Under this budget, the estimated tax rate change is 1.75%, which is in line with the state’s new tax cap limit of 2%. The 2011-2012 budget resulted in a tax rate change of 2.61%.
Schools Superintendent Dr. Edward Shine made a short presentation detailing some changes to the April 3 proposed budget of $73,584,000, including finalized cuts to several secretarial and clerical positions, a librarian, and computer aides. Two full-time secretarial positions and two full-time computer aids were cut. The District was able to eliminate the librarian position due to attrition. Retiring librarian Jo Alyce Newgaard, a 20-year veteran, vehemently questioned the elimination of her position. According to Newgaard, 414 students use the library each day. “How do you justify cutting the staff by half when the number of students using the library has doubled?”, she asked.
The budget includes the addition of two full-time teachers that will allow the District to maintain current class size guidelines of 18-22 at the elementary level. Milton School PTO president Margaret Mead took the podium to express parent concerns over class sizes at the first-grade level next year. Two of the current Milton kindergarten classes are at 23.
Before the vote to approve the budget for the public vote, several school employees made last- minute pleas to the Board to save the librarian and secretary positions. Middle School language arts teacher Craig Dreves reminded board members that personnel, not “things”, should be the priority for the District.
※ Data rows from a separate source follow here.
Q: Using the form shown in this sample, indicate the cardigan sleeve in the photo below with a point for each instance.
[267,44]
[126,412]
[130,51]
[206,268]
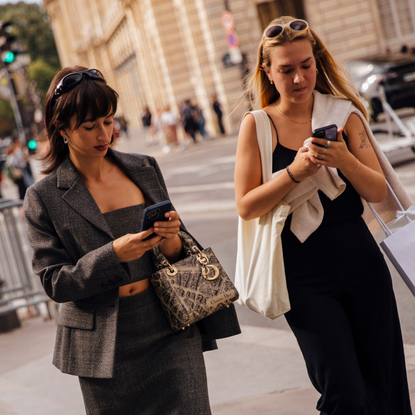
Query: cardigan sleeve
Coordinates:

Ironically, board members themselves engaged in last-minute hand wringing over several line items in the budget. It started when parent and former School Board member Robert Zahm, with budget in hand, pointed out that, “there are still a bunch of items in this budget with zero actual expenditures over multiple years.” Zahm’s contention is that the District’s budgets are overly conservative and set aside unneeded funds for certain line items. “I don’t think the community can bear this level of conservatism,” he said. “We’ve said that if we continue to operate under the tax cap and without mandate relief we will hit a wall. What we don’t have is a shared sense of urgency in this matter,” Zahm added.
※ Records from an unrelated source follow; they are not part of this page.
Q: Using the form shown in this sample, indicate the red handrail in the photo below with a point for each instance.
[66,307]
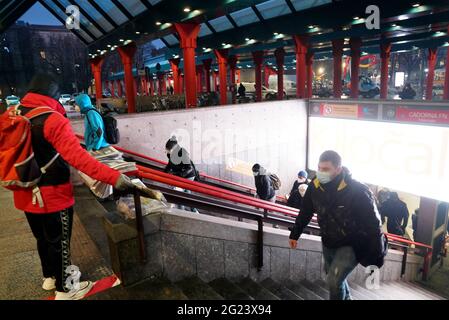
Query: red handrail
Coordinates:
[217,192]
[201,174]
[237,197]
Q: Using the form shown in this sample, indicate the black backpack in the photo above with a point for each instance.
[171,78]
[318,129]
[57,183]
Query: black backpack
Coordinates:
[112,133]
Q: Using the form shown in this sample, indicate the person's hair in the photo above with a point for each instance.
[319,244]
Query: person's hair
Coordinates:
[171,143]
[332,157]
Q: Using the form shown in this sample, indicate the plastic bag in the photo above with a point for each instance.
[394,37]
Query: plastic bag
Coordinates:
[126,206]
Echoing this concern, board member Edward Fox questioned several line items, including the necessity of putting aside $24,000 for the purchase of a new truck and budgeting approximately $50,000 per year for communications.
Board member Josh Nathan vigorously defended the retention of budgeted funds for communications and public relations tasks. “We’ve seen what happens when we don’t do a good job communicating to the public,” he said, referring to the defeat of the school bond in December of last year.